This post was inspired by the gripping and lovely suspense thriller Afterwards by Rosamund Lupton. After witnessing her children’s school set ablaze, Grace attempts to find the arsonist as her teenage daughter lies in a coma. Join From Left to Write on April 11th as we discuss Afterwards. As a member, I received a copy of the book for the purposes of this post.
Right now I’m thousands of feet above ground, having kissed my kids goodbye for a few days. While I head to British Columbia to visit Club Penguin headquarters for a press event, they’re staying behind, continuing their normal routine. Only without me.
But it’s ok — I know they’re in good hands. And I know that even if they miss brushing their teeth one night, or forget to take Friday sharing to school, that they’ll be just fine. Plus, the five pages of notes I left as my insurance policy should help ensure things run smoothly.
But what if I hadn’t been able to plan. Or to come home in a few days? What if some tragedy kept me from them?
Beyond knowing that Big won’t drink milk from a cardboard container (or the kind that has a “%” in the name), that Little does like the crust on his sandwich this week, and that Pink just mastered taking off her own diaper, there’s stuff that only I know.

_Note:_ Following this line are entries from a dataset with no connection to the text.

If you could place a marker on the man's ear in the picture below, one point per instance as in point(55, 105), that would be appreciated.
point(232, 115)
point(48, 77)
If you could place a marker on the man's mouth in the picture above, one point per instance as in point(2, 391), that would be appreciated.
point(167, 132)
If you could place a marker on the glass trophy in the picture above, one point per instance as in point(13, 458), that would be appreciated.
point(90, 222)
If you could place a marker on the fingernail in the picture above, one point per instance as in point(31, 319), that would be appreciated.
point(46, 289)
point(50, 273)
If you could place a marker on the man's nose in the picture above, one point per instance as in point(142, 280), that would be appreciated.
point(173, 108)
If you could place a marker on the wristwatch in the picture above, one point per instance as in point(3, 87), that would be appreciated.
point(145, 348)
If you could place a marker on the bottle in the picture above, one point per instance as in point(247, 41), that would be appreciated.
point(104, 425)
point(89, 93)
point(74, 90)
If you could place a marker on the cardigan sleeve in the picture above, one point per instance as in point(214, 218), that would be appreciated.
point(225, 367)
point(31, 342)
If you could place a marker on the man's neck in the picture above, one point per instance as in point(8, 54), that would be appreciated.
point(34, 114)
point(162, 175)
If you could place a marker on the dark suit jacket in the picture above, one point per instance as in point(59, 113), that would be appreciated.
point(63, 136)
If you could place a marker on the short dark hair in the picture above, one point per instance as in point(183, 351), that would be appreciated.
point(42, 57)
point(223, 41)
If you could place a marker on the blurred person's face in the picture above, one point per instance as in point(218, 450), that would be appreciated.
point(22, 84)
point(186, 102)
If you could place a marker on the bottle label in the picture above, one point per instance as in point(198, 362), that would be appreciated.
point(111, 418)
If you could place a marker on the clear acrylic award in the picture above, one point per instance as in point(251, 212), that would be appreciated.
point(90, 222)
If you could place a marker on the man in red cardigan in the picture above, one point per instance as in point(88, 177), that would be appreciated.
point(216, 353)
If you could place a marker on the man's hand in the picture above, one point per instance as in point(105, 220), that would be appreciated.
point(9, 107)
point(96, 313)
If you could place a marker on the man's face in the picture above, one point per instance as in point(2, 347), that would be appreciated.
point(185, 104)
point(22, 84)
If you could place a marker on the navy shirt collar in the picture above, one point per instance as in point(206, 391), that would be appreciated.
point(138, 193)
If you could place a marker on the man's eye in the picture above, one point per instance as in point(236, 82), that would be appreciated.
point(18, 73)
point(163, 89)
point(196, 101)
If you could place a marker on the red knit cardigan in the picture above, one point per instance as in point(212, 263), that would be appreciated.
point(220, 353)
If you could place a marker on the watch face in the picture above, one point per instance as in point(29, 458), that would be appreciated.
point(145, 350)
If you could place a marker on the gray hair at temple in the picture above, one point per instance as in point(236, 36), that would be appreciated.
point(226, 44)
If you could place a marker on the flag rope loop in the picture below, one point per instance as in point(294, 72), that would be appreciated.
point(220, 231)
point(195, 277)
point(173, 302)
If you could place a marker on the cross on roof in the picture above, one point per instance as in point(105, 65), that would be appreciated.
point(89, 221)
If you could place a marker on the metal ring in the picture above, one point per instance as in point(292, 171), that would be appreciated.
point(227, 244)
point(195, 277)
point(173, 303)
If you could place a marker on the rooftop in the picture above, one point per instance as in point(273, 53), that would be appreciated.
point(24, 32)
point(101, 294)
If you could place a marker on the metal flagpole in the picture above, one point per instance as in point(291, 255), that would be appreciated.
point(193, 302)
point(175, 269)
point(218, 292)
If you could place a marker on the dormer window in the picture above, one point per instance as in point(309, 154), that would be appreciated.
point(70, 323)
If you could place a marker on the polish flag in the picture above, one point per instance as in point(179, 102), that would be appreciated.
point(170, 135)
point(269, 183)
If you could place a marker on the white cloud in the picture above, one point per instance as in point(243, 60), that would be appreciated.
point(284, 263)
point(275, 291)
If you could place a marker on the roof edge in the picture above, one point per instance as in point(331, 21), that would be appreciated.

Could anyone else delicately unravel the knots that Big spins in his chest all day at school? Could they read the situation to know what it was going to take to soothe him — or would they unintentionally pull the strings tighter and make him snap?
Could anyone else know that bedtime stories aren’t at all about the books for Little? That my tactile boy needs that time to have his back, arms, and head scratched — to have a warm, human connection?
Could anyone else know that Pink just needs a simple reminder that she’s a “happy girl” to turn her frustration into giggles? And that she likes you to move her feet a certain way when you sing If You’re Happy and You Know It at bedtime? But that her real favorite lullaby is a song I learned in Catholic youth group — and she knows all the words (words like adoration and devotion) as best a soon-to-be-two-year old can?
There are things a mom just knows. Things that can’t be written on a to-do list. Things that shape a child’s moment, day, heart. Those are the things that would be truly missed if I weren’t there each day.
It’s funny, there are days that responsibility can feel overwhelming, even like a burden. But today, I’m remembering that being my kids’ mom — the only one who can do things exactly like I do them — that’s a real privilege.